The best advice I received when packing was that I should be able to close my eyes and reach into my bag, grab out a shirt and pants of any kind, and they should match. Remember to cater to your needs: I didn’t pack any shorts because my legs chafe when I walk for significant amounts of time, and I would rather be hot than in physical pain. It is also important to pack things that you can layer on top of each other to create warmth if needed.


6 underwear
2 bras (a sports bra and a regular t-shirt bra)
6 pairs of socks (make sure they are socks that quick-dry, air out, and will give a little extra support)


For extra protection, I purchased this Luggage Lock to make sure that my bag would not be broken into while it is on my back or in the hostel. I also bought this Personalized Padlock in case I need to lock it to something while I am traveling.

 Random things that would be helpful if I had thought of them beforehand:

Less is more. If you need something, you will be able to buy it. Don’t freak out if you have to leave stuff behind, you will find that it will be easier than you think to live out of a backpack for the sake of adventure.

In case you are curious, here is a list of all of the things that I thought I needed, but I have ditched at random stops along the way:
-traveling duct tape
-digital luggage scale
-digital alarm clock (I now use my cell phone)
-water bottle (I have gone so many places where it is not recommended that you drink the water from the tap, so I have been purchasing water bottles almost everywhere that I go. For this reason, my water bottle has just been taking up space.)
-plastic silverware
-mini compact hairdryer
-compression bag (This one, I wish I could have kept because it was SO helpful, but it broke.)
-travel towel
-mouthwash (The airline actually made me get rid of this one, the new rule is that you can only bring one quart size plastic bag of your liquids that are under 3 oz. on the plane in your carry on.)
-laundry supplies (Europe has Laundromats)
-umbrella (There have been times that I regretted this, but it has also made for some great stories)
-money belt (Having a fanny pack and a lock for my backpack when I’m out of the hostel has negated the need for a money belt.)

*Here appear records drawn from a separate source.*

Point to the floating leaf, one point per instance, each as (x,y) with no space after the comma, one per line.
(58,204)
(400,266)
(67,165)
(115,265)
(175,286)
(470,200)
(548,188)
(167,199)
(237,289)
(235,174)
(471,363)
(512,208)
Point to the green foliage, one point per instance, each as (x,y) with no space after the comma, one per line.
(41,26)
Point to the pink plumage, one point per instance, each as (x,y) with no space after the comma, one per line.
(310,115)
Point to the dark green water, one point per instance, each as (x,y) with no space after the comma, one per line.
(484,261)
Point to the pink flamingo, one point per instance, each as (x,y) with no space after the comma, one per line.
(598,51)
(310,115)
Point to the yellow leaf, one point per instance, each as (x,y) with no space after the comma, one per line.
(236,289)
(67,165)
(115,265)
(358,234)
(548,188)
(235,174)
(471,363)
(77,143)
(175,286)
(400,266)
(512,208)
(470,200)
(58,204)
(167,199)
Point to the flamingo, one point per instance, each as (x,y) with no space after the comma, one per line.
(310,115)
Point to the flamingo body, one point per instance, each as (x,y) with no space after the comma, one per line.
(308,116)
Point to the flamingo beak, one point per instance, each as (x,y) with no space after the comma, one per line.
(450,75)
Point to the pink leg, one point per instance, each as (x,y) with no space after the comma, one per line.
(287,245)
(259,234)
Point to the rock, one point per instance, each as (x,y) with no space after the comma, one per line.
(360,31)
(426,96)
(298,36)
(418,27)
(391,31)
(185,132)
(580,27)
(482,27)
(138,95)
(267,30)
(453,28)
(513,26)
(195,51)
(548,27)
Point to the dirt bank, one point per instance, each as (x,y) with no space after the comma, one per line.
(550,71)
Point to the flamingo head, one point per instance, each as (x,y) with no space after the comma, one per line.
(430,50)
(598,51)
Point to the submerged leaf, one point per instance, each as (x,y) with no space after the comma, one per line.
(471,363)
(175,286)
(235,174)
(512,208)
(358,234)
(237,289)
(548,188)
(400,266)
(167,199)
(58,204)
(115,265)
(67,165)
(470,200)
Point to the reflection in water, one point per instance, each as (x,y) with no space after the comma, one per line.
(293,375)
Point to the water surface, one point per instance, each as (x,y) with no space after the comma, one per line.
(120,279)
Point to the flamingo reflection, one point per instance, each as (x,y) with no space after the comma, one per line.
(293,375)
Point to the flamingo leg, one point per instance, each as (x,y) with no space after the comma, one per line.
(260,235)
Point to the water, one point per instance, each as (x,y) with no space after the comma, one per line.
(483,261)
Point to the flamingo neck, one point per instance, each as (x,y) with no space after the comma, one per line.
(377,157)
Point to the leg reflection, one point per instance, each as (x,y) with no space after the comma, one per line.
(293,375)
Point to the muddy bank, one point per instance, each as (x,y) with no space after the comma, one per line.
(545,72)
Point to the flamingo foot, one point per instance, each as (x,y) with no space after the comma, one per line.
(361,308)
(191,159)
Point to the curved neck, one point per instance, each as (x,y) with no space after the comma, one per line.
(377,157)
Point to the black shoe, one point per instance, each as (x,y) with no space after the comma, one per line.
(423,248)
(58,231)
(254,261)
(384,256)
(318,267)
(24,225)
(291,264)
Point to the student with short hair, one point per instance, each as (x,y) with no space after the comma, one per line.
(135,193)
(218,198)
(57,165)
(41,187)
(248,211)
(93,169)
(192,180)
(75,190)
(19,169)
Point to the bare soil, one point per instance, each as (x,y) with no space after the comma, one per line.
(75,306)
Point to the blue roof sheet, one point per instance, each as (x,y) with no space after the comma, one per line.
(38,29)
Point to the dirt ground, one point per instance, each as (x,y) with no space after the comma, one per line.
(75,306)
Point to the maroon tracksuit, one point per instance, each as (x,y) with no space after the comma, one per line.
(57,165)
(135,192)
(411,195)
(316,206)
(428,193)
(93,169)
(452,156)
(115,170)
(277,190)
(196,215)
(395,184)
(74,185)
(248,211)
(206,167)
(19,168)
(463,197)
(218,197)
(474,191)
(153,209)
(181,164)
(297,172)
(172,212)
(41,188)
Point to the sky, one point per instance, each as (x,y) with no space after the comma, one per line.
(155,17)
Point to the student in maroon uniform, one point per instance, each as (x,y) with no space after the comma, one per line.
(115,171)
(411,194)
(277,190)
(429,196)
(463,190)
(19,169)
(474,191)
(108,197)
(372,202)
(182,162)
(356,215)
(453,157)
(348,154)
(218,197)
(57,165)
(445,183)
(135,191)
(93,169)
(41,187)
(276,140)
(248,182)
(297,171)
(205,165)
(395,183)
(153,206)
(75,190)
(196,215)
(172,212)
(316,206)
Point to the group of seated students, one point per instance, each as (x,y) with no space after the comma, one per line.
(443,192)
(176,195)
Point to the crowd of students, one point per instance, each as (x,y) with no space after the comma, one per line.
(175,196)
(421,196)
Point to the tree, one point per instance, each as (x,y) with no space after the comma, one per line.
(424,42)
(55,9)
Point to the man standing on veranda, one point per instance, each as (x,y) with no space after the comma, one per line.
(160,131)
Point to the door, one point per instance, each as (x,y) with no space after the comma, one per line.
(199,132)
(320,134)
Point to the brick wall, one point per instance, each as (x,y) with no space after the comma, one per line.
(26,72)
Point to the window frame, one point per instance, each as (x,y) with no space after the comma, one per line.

There are so many things that we think that we can’t live without. I am one of those people that clutches desperately to my worldly possessions because I think I need to be completely prepared for any possible situation that arises. This was something I came face to face with when I sold 85% of everything that I owned prior to packing up my backpack and leaving the comfort of the United States. Honestly, to bring it full circle, I’m not the only one who feels like my stuff will somehow protect me. I know plenty of people who struggle to let go of things that make them feel prepared for anything that comes into their path. But what I’ve started to realize is that this need can be unhealthy, and often, it prevents growth. If I had not begun to let things go, then I would not have had half of the amazing experiences that I have had, and I would have been inhibited from letting this trip help me to become stronger, more inventive and mature. And I could not be more grateful.